Daniel Hourcade’s record in charge of the Pumas since 2013 is now running at only 37.5 per cent, 34 losses in his 56game reign. Having eliminated Ireland at the 2015 World Cup quarter-finals, Hourcade’s hope was his national team would prosper from picking only homebased players when the new Buenos Aires-based Jaguars were admitted to Super Rugby in 2016.
However, that ambition is going unfulfilled, leading to demands that current restrictions barring overseas options should be lifted.
Here’s the bottom line: just one of a dozen Rugby Championship matches have been won since Hourcade opted for locals only in 2016 and 2017, no improvement on the 2012-15 record where only two of 21 games were won. And as for their November results when on tour in Europe, just one match in five has been won since the restriction compared to four wins in nine prior to that.
These frequent losses are causing tension. Whereas Irish exiles such as Ian Madigan and the soonto-depart Simon Zebo just suck up their Test squad exclusions without a word of criticism about the way the national side is run, Argentinians left out of the loop by Hourcade haven’t been as silent. Saracens tighthead Juan Figallo spoke out just last Sunday in the UK-based Rugby Paper. He didn’t pull his punches.
‘It’s very frustrating because I want to play international rugby, but can’t because of the new rule they introduced. There was a lot of pressure on me to go home and I understand why they want players back to have a Jaguars team that can compete in Super Rugby, but guys like myself and Marcelo Bosch were already signed with contracts and we’re happy here,’ explained the 29-year-old, who has 24 caps and played at two World Cups.

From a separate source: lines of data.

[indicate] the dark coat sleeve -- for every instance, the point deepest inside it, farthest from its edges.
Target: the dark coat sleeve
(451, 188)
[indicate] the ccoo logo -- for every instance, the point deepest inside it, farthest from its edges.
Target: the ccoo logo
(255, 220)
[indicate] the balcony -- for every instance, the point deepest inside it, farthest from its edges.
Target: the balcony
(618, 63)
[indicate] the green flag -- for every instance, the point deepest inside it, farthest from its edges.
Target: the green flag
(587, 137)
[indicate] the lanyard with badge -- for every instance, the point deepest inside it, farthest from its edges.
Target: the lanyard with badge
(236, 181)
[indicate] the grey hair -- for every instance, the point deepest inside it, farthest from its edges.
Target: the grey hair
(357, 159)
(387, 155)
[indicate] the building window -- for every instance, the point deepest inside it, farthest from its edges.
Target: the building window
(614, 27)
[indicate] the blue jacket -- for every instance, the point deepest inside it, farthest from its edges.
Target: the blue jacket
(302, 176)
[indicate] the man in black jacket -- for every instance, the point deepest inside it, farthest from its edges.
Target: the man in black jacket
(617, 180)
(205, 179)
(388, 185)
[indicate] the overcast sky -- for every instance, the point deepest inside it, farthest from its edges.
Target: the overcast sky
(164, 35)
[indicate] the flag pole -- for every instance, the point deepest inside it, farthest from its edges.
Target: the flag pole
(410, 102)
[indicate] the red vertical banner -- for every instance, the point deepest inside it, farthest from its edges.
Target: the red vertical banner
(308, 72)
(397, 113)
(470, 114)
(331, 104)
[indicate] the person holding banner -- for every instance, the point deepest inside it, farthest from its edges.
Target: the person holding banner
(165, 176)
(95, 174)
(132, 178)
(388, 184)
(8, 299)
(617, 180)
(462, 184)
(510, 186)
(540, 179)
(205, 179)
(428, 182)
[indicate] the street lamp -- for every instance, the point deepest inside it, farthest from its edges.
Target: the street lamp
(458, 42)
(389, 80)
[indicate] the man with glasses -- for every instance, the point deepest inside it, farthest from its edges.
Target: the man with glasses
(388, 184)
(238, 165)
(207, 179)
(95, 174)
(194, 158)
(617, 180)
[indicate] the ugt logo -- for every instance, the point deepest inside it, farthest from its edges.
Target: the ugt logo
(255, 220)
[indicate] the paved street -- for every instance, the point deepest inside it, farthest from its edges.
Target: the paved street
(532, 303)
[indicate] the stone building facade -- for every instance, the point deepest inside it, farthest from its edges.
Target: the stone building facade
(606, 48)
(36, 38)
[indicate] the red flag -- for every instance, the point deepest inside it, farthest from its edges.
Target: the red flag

‘When I was younger people in Argentina said I needed to go to Europe and play professionally if I was going to play international rugby, but now they change the rules and expect me to move my whole family and life back to Argentina.
‘I’m not going to do that, this is my life and I’ll stick with my decision, but it’s hard to watch my country losing so many matches and not being involved. I can still do a job and you need players from different leagues who bring a different mentality and different ways of training. ‘It’s good to have that because if you involve the best players from abroad it means everyone must earn their positions to play. Right now, the first XV of the Jaguars is the first XV of Argentina and that competition is not healthy. They say they might change the rule in World Cup year (2019). I really hope so because it is hard to watch from outside and I’m ready if they want me.’
On Ireland’s June 2014 tour Argentina’s initial change in tack was evident. Having gone to the 2011 World Cup with a 30-strong squad featuring 18-French based players and five more attached to clubs in England, they recognised the need to get their act together domestically with their admission to the Rugby Championship, which clashed with the European club circuit.
Ireland’s visit was a first glimpse at the conveyor belt of academyproduced talent. Hourcade’s squad for the Tests in Resistencia and Tucuman was made up of 24 locally-based players, two unattached and just five who played professionally abroad.
Come the World Cup 15 months later, Argentina’s squad of 31 reinforced how the landscape was changing as it contained just one France-based player, six from England, 14 locals and another 10 who were unattached and waiting for the Jaguars to begin operations.
The belief was that having a Test team playing together at club level would generate immediate success, but Super Rugby has been an unforgiving experience. Just 11 of 30 matches have been won, leaving the Argentinian side 13th and 10th best overall in the 18-team tournament in 2016 and 2017.
That’s not good enough and this culture of losing is carrying over in the international set-up as it is the same faces involved. Of the 32 players Hourcade has with him this month, 30 come from the 2017 Jaguars set-up, with two more from the Argentina A XV.
It’s a massive gamble compared to Ireland’s policy where there are four provinces feeding the national squad.
What made the Pumas great was a melting pot of different cultures combining, legends such as Gus Pichot, Felipe Contepomi, Mario Ledesma and Juan Martin Fernandez Lobbe playing at top European clubs and bringing rugby education back into the Test team mix.
Current day Argentina, though, are missing this outside influence and look stale in comparison. Time for change? It’s increasingly appearing that way.